I almost ask him how I can trust him and then realize that’s a stupid question. I can’t. He knows it, I know it. It would just be insulting to ask.
“How could I possibly refuse such a generous offer,” I say, putting my hand on the side of the nightmare Flintstones mobile. “When do we leave?”
The bone cars, a dozen at least, rattle across the desert toward the mountains, engines grinding out a low rumble. Plumes of shattered skulls kick up like gravel behind them. Each car is so packed with the dead they hang off the sides.
The lead car that Bustillo and I are in contains just us and three nasty looking men who I don’t doubt would be excellent at committing just about any sort of violence you’d care to try. They certainly look as though someone did it to them. Like Bustillo one of them was shot in the head, another was opened from throat to gut with a blade, ribs pulled out and his organs hanging like Christmas tinsel, a third had his throat sliced open and his tongue pulled down through the hole. I wonder how he talks with a Colombian Necktie.
I have to wonder how effective muscle like these guys are here, though. Do these dead feel pain? Fear? Bustillo had to have done something to gain status with them so quickly. Nobody just walks in to a group like this and just says, “Hey, I’m in charge now!” Could it have been as simple as them thinking I can open the mists for them?
“Who built these things?”
“No idea.” He yells over the engine noise. “I don’t even know how the damn things work. They were here when I arrived. You say I’ve only been dead a couple of days?”
“Yeah. I put a bullet in you … Tuesday? I think it was Tuesday.”
“Feels like months. Did you find the Avatar?” Does he not know? I didn’t see him when I was captured so maybe he wasn’t in one of the cars and doesn’t know she’s here. I’m okay with that.
“Nope. Haven’t seen her. So what’s with this mist we’re going to? All I know is that it’s a challenge that souls have to pass through.”
“Izmictlan Apochcalolca. There are supposed to be nine rivers that the souls have to wade across in the fog, but no one here knows if that’s true. They’ve all taken to calling it ‘Devorador de Memoria.’”
I can hear the capital letters in it. “Eater of Memories? How come?”
“Everyone who enters returns, but they come back diminished. They know they’ve been confronted with some horrifying truth, but can’t remember what. They can’t remember other things, either. The more they go, the more they lose. Their memories, their names. After five or six times there’s nothing left. I suspect the rivers are metaphorical.”
“A metaphor for what? A memory-eating monster waiting to ambush you in the fog?”

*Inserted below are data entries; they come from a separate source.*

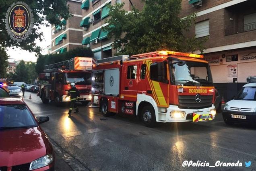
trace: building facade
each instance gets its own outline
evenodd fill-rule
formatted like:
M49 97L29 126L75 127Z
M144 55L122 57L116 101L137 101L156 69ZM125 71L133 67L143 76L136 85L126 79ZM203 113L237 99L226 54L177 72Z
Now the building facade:
M90 47L97 59L112 56L116 52L111 46L113 40L107 38L107 33L102 28L108 25L106 21L109 19L108 5L116 3L125 3L124 9L129 11L132 6L141 10L143 3L140 0L83 0L81 5L83 18L80 23L82 29L82 44Z
M62 27L52 25L51 53L62 53L82 46L83 29L80 27L82 18L82 0L68 0L69 12L73 16L61 19Z
M204 51L215 87L229 100L256 76L256 3L255 0L182 0L181 18L195 13L187 34L208 37ZM199 54L199 52L196 52Z

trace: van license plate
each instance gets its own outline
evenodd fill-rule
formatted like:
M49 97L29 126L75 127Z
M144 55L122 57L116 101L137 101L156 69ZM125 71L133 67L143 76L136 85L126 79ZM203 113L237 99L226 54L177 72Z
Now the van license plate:
M246 116L244 115L231 115L231 117L232 118L236 119L246 119Z

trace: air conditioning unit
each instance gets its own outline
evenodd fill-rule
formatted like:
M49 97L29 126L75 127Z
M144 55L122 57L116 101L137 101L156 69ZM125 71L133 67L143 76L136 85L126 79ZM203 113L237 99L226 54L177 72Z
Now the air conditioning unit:
M89 23L93 23L93 19L90 18L90 19L89 19Z

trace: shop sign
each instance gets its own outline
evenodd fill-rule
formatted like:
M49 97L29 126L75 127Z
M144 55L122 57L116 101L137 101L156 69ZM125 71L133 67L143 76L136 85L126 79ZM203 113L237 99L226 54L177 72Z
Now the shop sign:
M252 52L247 55L245 55L241 57L241 61L256 61L256 52Z

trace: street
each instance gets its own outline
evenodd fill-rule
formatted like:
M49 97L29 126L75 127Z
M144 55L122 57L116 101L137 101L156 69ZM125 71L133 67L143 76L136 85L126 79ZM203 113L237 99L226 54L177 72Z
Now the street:
M256 170L256 128L228 126L221 113L213 122L159 123L151 128L133 116L104 117L99 108L81 105L70 118L68 105L43 104L35 93L26 92L24 99L36 117L50 117L41 127L55 149L57 171ZM212 165L239 161L243 167L182 167L190 160Z

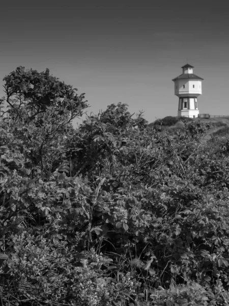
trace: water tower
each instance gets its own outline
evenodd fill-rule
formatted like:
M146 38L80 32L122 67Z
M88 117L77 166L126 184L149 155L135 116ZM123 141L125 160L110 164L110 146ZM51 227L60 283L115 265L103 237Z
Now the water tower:
M193 66L188 64L181 67L182 74L174 79L175 95L179 97L178 116L198 117L197 97L202 94L202 81L193 73Z

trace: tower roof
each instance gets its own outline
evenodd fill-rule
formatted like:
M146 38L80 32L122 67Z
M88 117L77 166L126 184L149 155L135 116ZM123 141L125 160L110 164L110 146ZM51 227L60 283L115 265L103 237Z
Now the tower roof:
M177 78L175 78L175 79L173 79L172 81L181 80L182 79L197 79L198 80L204 80L202 78L200 78L194 73L182 73L182 74L180 74L178 76L177 76Z
M186 64L184 66L182 66L181 68L194 68L194 67L191 65L189 65L189 64Z

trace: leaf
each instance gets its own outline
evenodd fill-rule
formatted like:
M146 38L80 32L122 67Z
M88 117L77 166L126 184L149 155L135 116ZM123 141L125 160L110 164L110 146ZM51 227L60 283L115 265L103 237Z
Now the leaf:
M6 254L4 254L4 253L0 253L0 259L7 260L8 258L9 258Z
M116 224L116 226L117 228L121 228L123 225L123 223L122 222L118 221Z
M222 259L221 258L218 259L217 261L218 265L219 267L221 267L223 263Z
M126 231L126 232L127 231L128 231L128 228L129 228L128 225L125 223L123 223L123 228Z
M99 235L100 233L103 232L103 230L99 226L95 226L95 227L92 227L90 231L90 233L93 233L93 232L95 232L97 235Z
M60 175L58 176L59 180L65 180L66 177L66 176L64 173L61 173Z

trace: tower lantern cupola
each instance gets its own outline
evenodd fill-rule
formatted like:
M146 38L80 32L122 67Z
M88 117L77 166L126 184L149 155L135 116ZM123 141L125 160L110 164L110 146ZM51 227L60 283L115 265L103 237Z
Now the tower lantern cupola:
M175 95L179 98L178 115L195 118L199 114L197 98L202 94L204 79L193 74L193 66L187 64L181 68L182 74L173 80Z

“That or something in the nature of the fog itself. When I was alive I studied as much of it as I could, but there’s only so much one can do on the other side. It’s still a mystery.”
I’m not surprised that Bustillo was looking into it. Even the most ruthless and nasty of mages are digging into the mysteries of the universe. At their core, mages are just academics who found something practical to do with a philosophy degree.
“And we’re heading into it?” I look behind me. “All of them are heading into it?”
“All of them. And more.” He points toward the mountains and when I squint I can see them. There aren’t just this handful of dead. There are hundreds. Thousands of them. A sea of people at the base of the mountain have built a makeshift city. The thick fog shrouds the peak high above them.
And they’re all going to do it because they think I can get them through. He’s brought them a Messiah. Talk about backing the wrong horse.
“So how is this gonna work?” I say. “I lead them through the fog and into the Promised Land?”
“Something like that,” Bustillo says.
“And if I can’t?”
“Then I guess we nail you to a tree like all good martyrs.”
“Fantastic.”
The city that’s sprung up around the mountain is a sprawling mess of slapped together buildings of bone and sinew like some macabre art installation at Burning Man. It’s had hundreds of years to grow, its population getting bigger and bigger and no one ever leaving.
Bustillo drives the car through the center of the city, slowing down to almost a crawl. Souls openly stare at us, fall in behind as we drive by. Creepy as all that is, it’s nothing compared to the fact they’re not making any sound, just silently marching behind us.
“Are they always this chatty?”
“You can only scream in despair for so long before it all becomes routine,” Bustillo says. “And what would they talk about? Nothing ever changes. You’re the biggest thing that’s happened here in five hundred years.”
“There’s a path up the mountain that we’ll be taking,” Bustillo says. “The car will get us most of the way there. But then we’ll have to walk. From that point it won’t take long to get to the mist.”
I’m not sure what he’s expecting me to do. Stand there and part the fog like it’s the Red Sea? When we get to it maybe I can make a run for it. I can’t bail without the knife, so I’ll stick close to Bustillo and grab it when we get up there. I don’t doubt he’ll come after me, but if it’s as weird as they say it is I might be able to lose him in it. Provided I don’t get lost in it myself.
Bustillo doesn’t stop the car. The bone houses disgorge their occupants and the mob swallows them up, growing like a tick on a dog’s nutsack. By the time we reach the base of the mountain and the road winding up its side we have a trail so long behind us that I can’t see the end of it.
By the time Cortés showed up there were over five million Aztecs. Between him, smallpox, and typhus, they were annihilated in just over fifty years. By the look of things, most of them are right here.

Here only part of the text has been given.